Columbia Journalism School’s Mark Hansen discusses Modern Statistics and the Modern Newsroom on Wednesday, November 17, at 3:00 p.m. ET. Sign up for free!
Hansen’s talk is about ‘the adventure of being close to the stuff the world is made of’, and, today, that ‘stuff’ is abstractions by data processed through algorithms on its way to taking action in the world. Journalists working today are expected to report both on and with computation.
Data and algorithms constitute systems of power, and journalists have taken up the challenge of helping judge their fairness. How are people and situations represented in data? Do algorithmic systems treat everyone equally? Who was involved in the design of these systems? Were voices left out?
The closer a journalist can come to understanding the nature of how and why data and algorithms are applied—in short, the fundamentals of statistical inference, the better they can inform the public about their effectiveness.
Mark Hansen will discuss attempts to connect journalism and statistics. Connections that bring much-needed formal technical training to journalism, deepening the profession’s capacity for finding and telling stories in a world awash in data and the artifacts of statistical work.

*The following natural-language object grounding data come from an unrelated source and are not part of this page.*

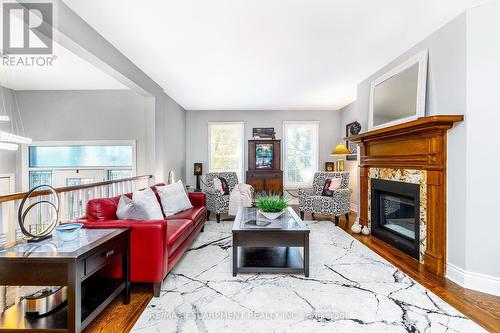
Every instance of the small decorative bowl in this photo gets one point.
(68, 232)
(272, 216)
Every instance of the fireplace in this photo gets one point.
(395, 214)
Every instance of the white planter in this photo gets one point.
(272, 216)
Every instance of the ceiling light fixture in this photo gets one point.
(9, 137)
(8, 146)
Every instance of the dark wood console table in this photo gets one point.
(264, 166)
(87, 266)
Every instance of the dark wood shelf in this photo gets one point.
(98, 293)
(270, 260)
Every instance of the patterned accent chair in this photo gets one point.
(217, 202)
(311, 200)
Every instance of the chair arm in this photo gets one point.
(342, 193)
(198, 199)
(148, 247)
(304, 192)
(212, 191)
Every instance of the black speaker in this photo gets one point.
(198, 169)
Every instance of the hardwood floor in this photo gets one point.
(119, 317)
(484, 309)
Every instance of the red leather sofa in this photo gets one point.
(157, 245)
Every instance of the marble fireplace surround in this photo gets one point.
(405, 150)
(418, 177)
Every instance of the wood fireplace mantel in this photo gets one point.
(418, 144)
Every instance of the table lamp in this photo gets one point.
(340, 150)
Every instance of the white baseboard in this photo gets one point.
(470, 280)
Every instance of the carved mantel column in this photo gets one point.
(420, 145)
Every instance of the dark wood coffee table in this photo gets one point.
(86, 266)
(272, 248)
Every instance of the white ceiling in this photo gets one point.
(68, 72)
(264, 54)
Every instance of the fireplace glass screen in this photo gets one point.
(398, 215)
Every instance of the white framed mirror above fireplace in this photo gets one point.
(398, 95)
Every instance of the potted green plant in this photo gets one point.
(271, 207)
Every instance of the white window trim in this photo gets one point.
(295, 186)
(241, 174)
(25, 169)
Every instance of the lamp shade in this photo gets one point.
(340, 149)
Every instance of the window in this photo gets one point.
(301, 141)
(80, 156)
(40, 177)
(225, 152)
(71, 163)
(119, 174)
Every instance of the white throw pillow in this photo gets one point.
(218, 184)
(174, 198)
(147, 199)
(335, 183)
(130, 210)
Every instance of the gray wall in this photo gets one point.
(8, 159)
(483, 123)
(462, 79)
(348, 114)
(446, 94)
(87, 115)
(197, 131)
(78, 36)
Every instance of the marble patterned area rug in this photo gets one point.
(350, 289)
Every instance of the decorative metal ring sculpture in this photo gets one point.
(21, 214)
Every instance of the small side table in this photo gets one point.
(85, 266)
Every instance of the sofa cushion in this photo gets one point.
(148, 200)
(174, 198)
(177, 232)
(102, 209)
(128, 209)
(195, 214)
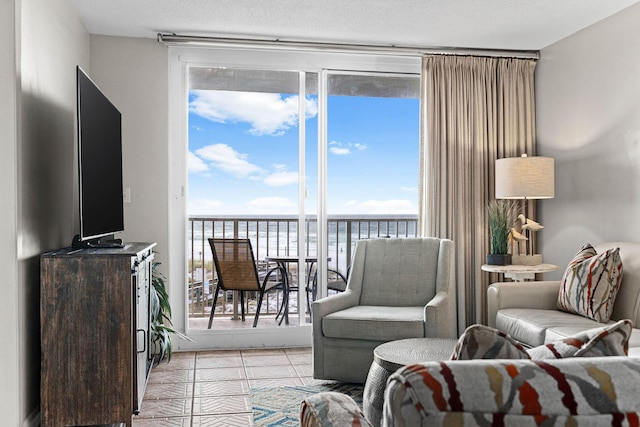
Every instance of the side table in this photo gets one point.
(391, 356)
(520, 273)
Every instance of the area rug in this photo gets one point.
(280, 406)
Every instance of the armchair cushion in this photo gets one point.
(375, 323)
(590, 283)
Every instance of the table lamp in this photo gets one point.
(525, 178)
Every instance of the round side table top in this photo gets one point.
(395, 354)
(513, 268)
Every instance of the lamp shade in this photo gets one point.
(524, 178)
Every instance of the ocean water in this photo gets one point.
(278, 235)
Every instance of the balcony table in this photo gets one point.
(283, 263)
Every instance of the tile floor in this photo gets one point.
(211, 388)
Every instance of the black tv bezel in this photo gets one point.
(92, 238)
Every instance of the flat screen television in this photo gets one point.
(100, 166)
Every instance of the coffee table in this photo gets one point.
(391, 356)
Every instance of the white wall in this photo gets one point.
(10, 356)
(588, 119)
(133, 73)
(49, 41)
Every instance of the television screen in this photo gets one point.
(100, 162)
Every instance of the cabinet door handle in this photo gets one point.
(144, 336)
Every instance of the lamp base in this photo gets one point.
(526, 259)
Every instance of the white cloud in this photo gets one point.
(379, 207)
(409, 189)
(339, 151)
(227, 159)
(267, 113)
(281, 178)
(195, 164)
(344, 148)
(204, 206)
(271, 206)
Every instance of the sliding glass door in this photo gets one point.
(302, 161)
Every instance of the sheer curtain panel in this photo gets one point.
(474, 111)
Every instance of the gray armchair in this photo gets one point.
(397, 288)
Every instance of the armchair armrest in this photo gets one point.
(440, 317)
(540, 295)
(333, 303)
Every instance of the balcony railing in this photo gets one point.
(278, 235)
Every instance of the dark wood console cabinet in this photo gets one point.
(94, 322)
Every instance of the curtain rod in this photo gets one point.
(397, 50)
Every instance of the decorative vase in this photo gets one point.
(499, 259)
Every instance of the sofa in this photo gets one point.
(578, 391)
(527, 311)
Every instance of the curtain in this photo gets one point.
(474, 110)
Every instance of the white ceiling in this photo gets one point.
(488, 24)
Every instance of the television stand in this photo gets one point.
(107, 242)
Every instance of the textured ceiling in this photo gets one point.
(488, 24)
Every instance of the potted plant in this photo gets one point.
(160, 312)
(501, 214)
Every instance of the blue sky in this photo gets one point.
(243, 154)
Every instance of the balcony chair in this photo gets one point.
(237, 271)
(397, 288)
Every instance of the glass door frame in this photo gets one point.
(180, 59)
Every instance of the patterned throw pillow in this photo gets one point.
(590, 284)
(331, 408)
(483, 342)
(610, 340)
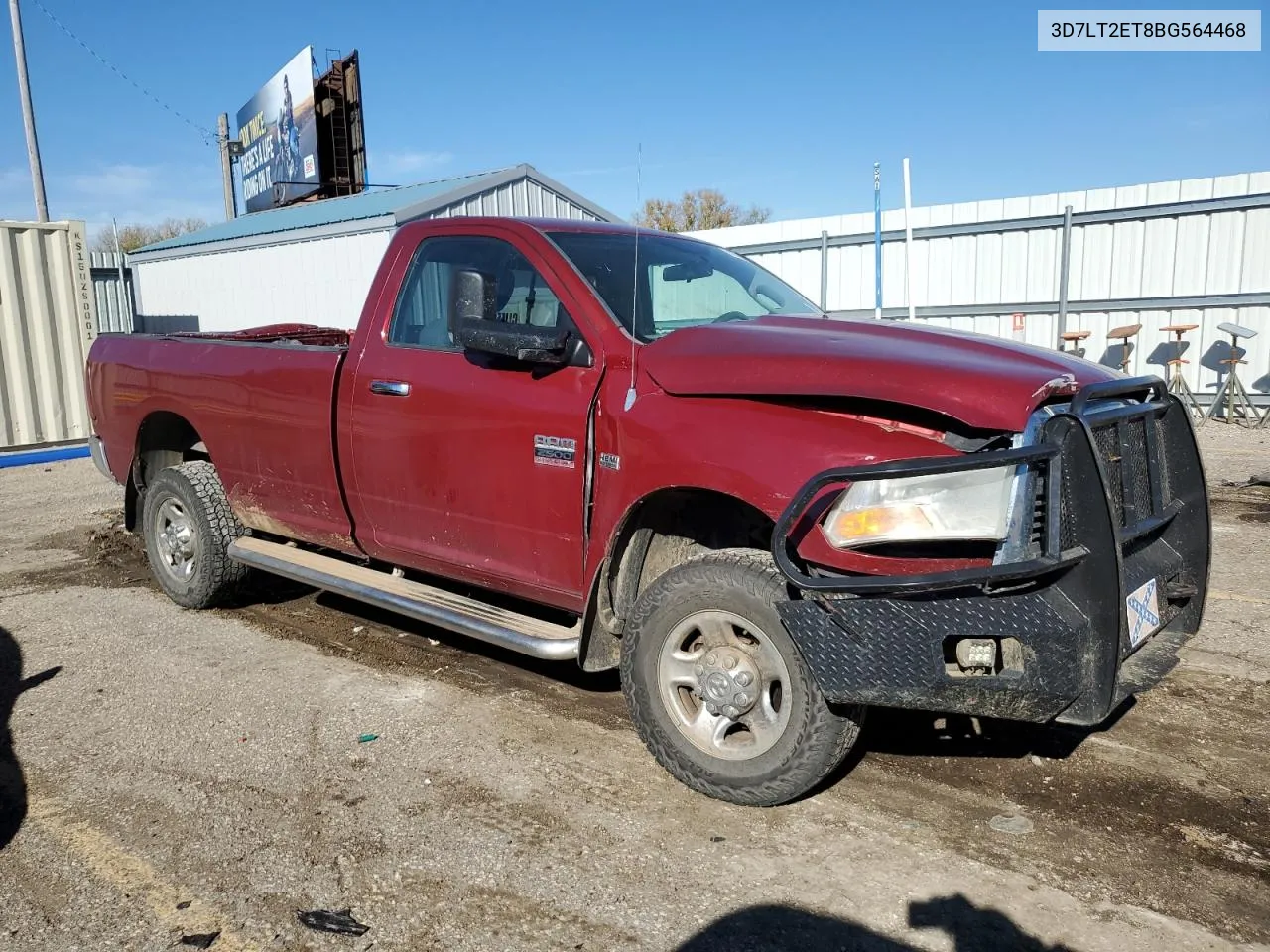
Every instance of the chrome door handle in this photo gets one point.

These same connections introduce investigative and reporting skills to statistics, creating new forms of practice for the field and opening new career paths.
For nearly three decades, Mark Hansen has been working at the intersection of data, art, and technology. Currently the director of the Brown Institute at Columbia Journalism School, Hansen was previously a professor at the University of California at Los Angeles holding appointments in the department of statistics, department of design media arts, and department of electrical engineering.
He has been awarded eight patents and published more than 60 papers about data science, statistics, and computer science.